Steve started doing his own investigation and began researching other crashes like Hannah’s. Today, he’s convinced that the Lindsay X-Lite Terminal (the guardrail system in place) was to blame, and he accuses the Tennessee Department of Transportation of not doing more.

“I’m shocked! The audacity! What bothers me is that they’re playing Russian Roulette with people’s lives. They know these devices do not perform at high speeds and in situations like my daughter’s accident, but they leave them in place.”

Mark Nagi is a spokesperson for the Tennessee Department of Transportation. Nagi said it was just days before Hannah’s accident that the Lindsay X-Lite Terminal was removed from the State’s qualified products list. It seems the department was concerned about how the terminals held up over time, in particular, the parts that are supposed to crumple on impact.

The department wasn’t planning on installing new ones, but there were existing ones in place across highways statewide. Then, later in the year, the department decided to completely remove end-terminals from places with a speed limit greater than 45. This process has commenced, but Nagi said it could be early summer before the process is complete.

Of course, Steve Eimers is very skeptical that the state will do the right thing and sees the letter addressed to his dead daughter as just another sign of incompetence by the agency.

Nagi said the letter was sent due to a “processing error” and that a new letter had been sent to the family to explain the error, apologizing, and advising that there is no billing.

“TDOT greatly apologizes for this mistake. There is no excuse for the letter/bill that was sent, and we will take measures to make sure that this never happens again.”

In the meantime, Hannah’s father plans to go to Nashville to advise legislators about the dangers of the guardrail involved in Hannah’s crash and to advocate for safer ones.

“I’m anticipating a meeting with the Governor, but I’d like federal oversight on this. This could be an extraordinarily deadly device. If my daughter lived in Virginia and this happened, she’d still be alive.”

The Daily News reported that Hannah Eimer was driving her father’s Volvo on I-75 near Niota when the fatal crash occurred.

Her father, Steve, said he was “flabbergasted” that the agency would bill his daughter for the defective device that killed her. According to the Daily News, the guardrail impaled the vehicle instead of deflecting the car or absorbing its impact, resulting in Hannah being struck in the head and chest and pushed into the back seat of the vehicle.

The state Department of Transportation has advised it will begin accepting bids to remove most of the X-Lite rails from state roads, especially in places where the speed limit is greater than 45 mph.

USA Today reported that the guardrail Hannah’s vehicle hit was supposed to collapse like a telescope when hit on the end; however, when speeds are higher than around 60 mph they don’t always work as expected. On the stretch of I-75 where Hannah died the speed limit was 70 mph.

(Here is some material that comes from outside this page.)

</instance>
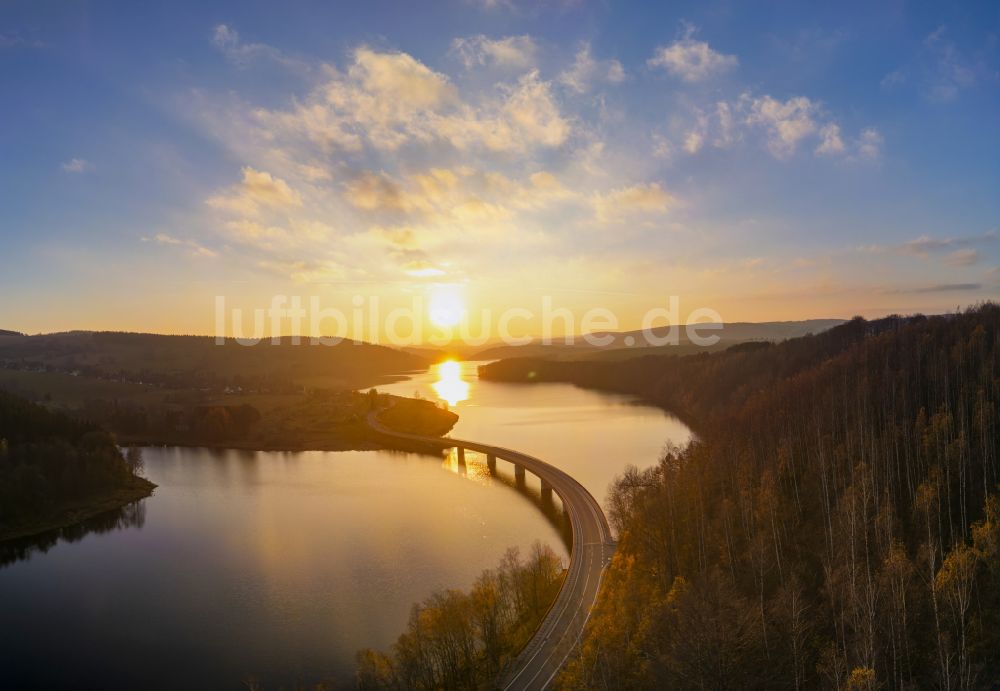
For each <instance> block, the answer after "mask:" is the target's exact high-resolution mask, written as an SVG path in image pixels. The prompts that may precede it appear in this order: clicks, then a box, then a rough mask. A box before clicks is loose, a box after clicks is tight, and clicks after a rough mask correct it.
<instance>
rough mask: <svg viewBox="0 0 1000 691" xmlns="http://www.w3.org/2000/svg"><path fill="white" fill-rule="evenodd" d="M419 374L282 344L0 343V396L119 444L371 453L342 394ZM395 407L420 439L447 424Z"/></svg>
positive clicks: (359, 359) (357, 406)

About two months before Hannah’s fatal accident, the Virginia Department of Transportation had removed this model from its approved product list because an independent contractor had performed crash tests and they were concerned about the results.

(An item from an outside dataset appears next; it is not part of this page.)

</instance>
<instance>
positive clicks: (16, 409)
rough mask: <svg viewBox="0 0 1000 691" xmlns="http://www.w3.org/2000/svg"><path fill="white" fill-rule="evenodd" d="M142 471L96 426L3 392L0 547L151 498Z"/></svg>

This concern came to light after whistleblower Joshua Harman won a $663 million settlement against Trinity Industries, saying that, without prior approval from the Federal Highway Administration, the company altered its ET-Plus model terminal.

“It worked perfectly and they changed it for monetary reasons and now it’s killing people. More than 20,000 ET-Plus end-caps remain on Tennessee roads — any number of which could be the more dangerous, altered model. I’ve got to be able to look the next mom or dad in the eye and say, ‘I tried to make some changes in the culture of TDOT. I tried to get some dangerous devices off the road.'”

Trinity Industries has since been involved in many lawsuits in which crash victims allege that the unauthorized changes caused vehicles to be speared by the guardrails, resulting in injuries and sometimes death.